“壞透了。”
聽到這個回答,她有點難過的抽了抽鼻子,小聲說:“那你打她吧。”
沈離經難得的笑了一聲,腹腔中又在發疼。
“人不多,我們拼一把,或許有一線生機。”暗衛說完後砍殺了靠近的一人。
幾人不可避免和追兵動起手來,沈離經護住紅黎,又殺死兩人。暗衛為了護著她身上早已是血跡斑斑,在瑩白的月光下清晰的照見那些皮肉外翻的傷口。
紅黎艱難的從包圍中殺出一個口子來,幾個追兵跟著她去了,剩餘的照常圍著沈離經。
一人將刀架在聞人鈺的脖子上,沖她喊道:“崔琬妍,你現在乖乖和我們走,饒你一命,否則這個小美人就會人頭落地。”
沈離經喘著粗氣,長劍撐著站起,回道:“笑話,你殺了她我還要放鞭炮慶祝呢,要殺趕緊殺,廢話多。”
領頭人被她的話驚呆了,狐疑的看著聞人鈺,刀鋒又壓下去些,白嫩的脖子上劃出了淺淺的一道紅。“長公主不是說是個病秧子嗎?用這麼多暗衛保護,還折了我們這麼多人,反倒是你這個大小姐,似乎沒人放在眼裡啊。”
聞人鈺的眼淚都被逼了出來,臉色蒼白,瞪著沈離經的身影。“我不知道。”
刀從她的脖子上離開,冰涼的刀面貼在臉上拍了兩下,那人說道:“聽說你還是第一美人呢,秦王去聞人府提過親吧?不要裝什麼清高,床上伺候的他歡喜了,興許還能混個侍妾。”
聞人鈺咬著唇,眼淚不停往下落,身子也抖個不停。
她有些後悔剛才讓碧草行刺崔琬妍了,崔琬妍不是什麼手無縛雞之力的病秧子,若是沒有那一刀,她也許能跟著一起逃出去,也不用落到這些人手上受這種屈辱。
時間撐得越久,沈離經就覺得五臟六腑都撕裂般的疼,來人並不準備取她性命,但並不介意讓她受點傷。
聞人鈺被踢中膝窩,跪在地上站都站不起來,只能看著遠處那女子渾身是血的廝殺。她的視線被淚水和火光模糊了,一時間想到了另一個人,渾身無法克制地顫抖起來,生出了濃濃的恐懼之感。
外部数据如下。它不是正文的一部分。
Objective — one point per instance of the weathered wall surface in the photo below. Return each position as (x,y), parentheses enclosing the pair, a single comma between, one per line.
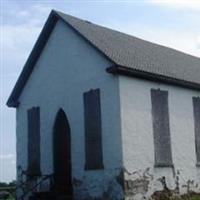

沈府覆滅的時候,她和蔣風遲說了幾句,他同意自己進去看一眼。就是那個時候,她看見沈離經渾身都是血,大片的紅滲進艷紅的衣衫里,又順著脖頸和手指流瀉下來,在她身上像是一條紅色的小溪流。墨發披散著,赤紅的雙眼像是惡鬼,受傷的手微微顫抖已經握不住劍了,可她還是站直身子擋在那裡,一副不死不休的模樣,有種觸目驚心的慘烈。
那個已死之人的身影,和眼前人逐漸重疊。再想起所有的特殊,那莫名的熟悉感和厭惡。